Nonparametric estimation of homogenized invariant measures from multiscale data via Hermite expansion
Jaroslav I. Borodavka, Max Hirsch, Sebastian Krumscheid, Andrea Zanoni
TL;DR
This work develops a nonparametric, spectrally based estimator for the invariant density $\rho$ of the homogenized one-dimensional Langevin diffusion, using a truncated Fourier expansion in Hermite functions and time-average coefficients from a single multiscale trajectory. A rigorous convergence analysis combines a Gaussian-mixture extension for general potentials with an $\varepsilon$-dependent mean ergodic theorem to control stochastic error, showing $\mathbb{E}\|\widehat{\rho}_N^{T,\varepsilon}-\rho\|_{L^2}^2 \to 0$ as $\varepsilon\to0$ under prescribed growth of the number of modes $N(\varepsilon)$ and observation time $T(\varepsilon)$. Numerically, the estimator demonstrates robustness to model misspecification, accurately recovers the homogenized invariant density, and enables practical wavelength (i.e., scale) inference from spectral data; it also extends naturally to two dimensions via tensor-product Hermite bases.

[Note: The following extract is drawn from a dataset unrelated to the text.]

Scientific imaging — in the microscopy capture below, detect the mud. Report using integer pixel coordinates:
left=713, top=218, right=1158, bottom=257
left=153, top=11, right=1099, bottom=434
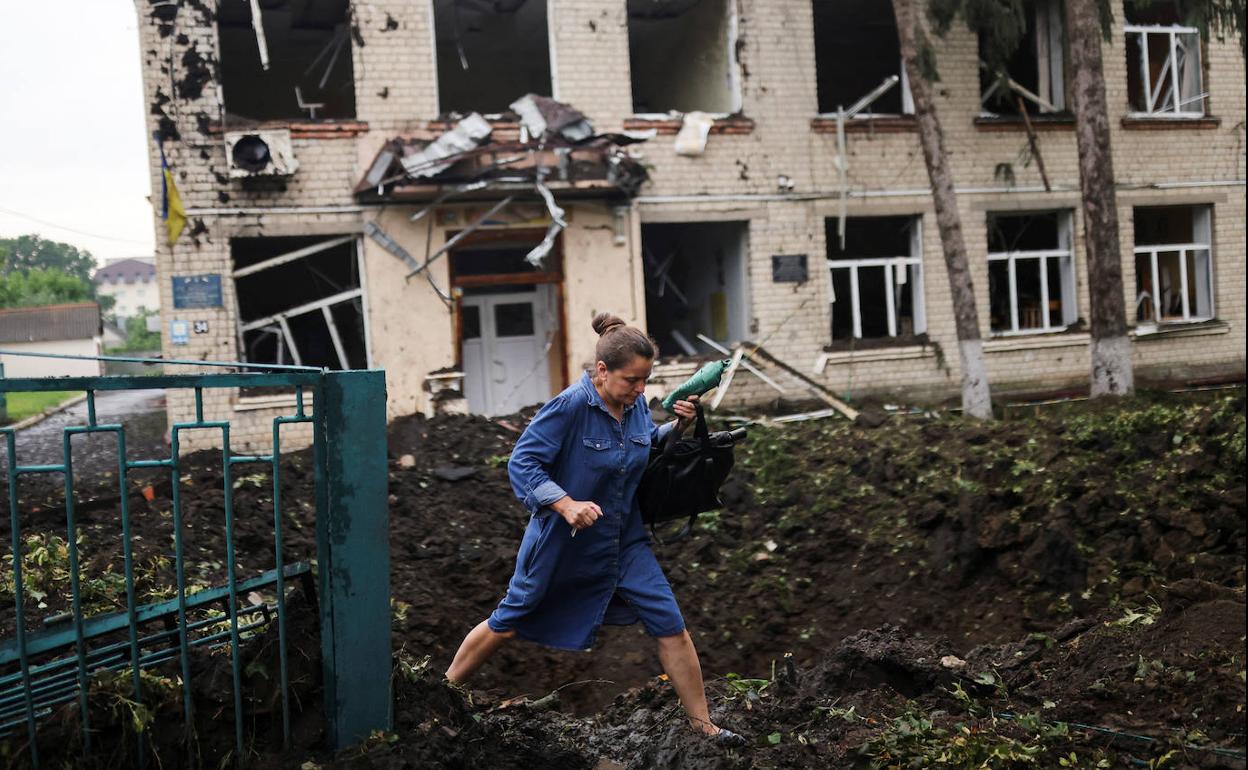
left=0, top=389, right=1242, bottom=767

The results advance nonparametric homogenization by enabling invariant-density estimation from multiscale data without explicit knowledge of the homogenized model and point to future work in CLTs, higher-dimensional extensions, and drift/potential estimation.
Abstract
We consider the problem of density estimation in the context of multiscale Langevin diffusion processes, where a single-scale homogenized surrogate model can be derived. In particular, our aim is to learn the density of the invariant measure of the homogenized dynamics from a continuous-time trajectory generated by the full multiscale system. We propose a spectral method based on a truncated Fourier expansion with Hermite functions as orthonormal basis. The Fourier coefficients are computed directly from the data owing to the ergodic theorem. We prove that the resulting density estimator is robust and converges to the invariant density of the homogenized model as the scale separation parameter vanishes, provided the time horizon and the number of Fourier modes are suitably chosen in relation to the multiscale parameter. The accuracy and reliability of this methodology is further demonstrated through a series of numerical experiments.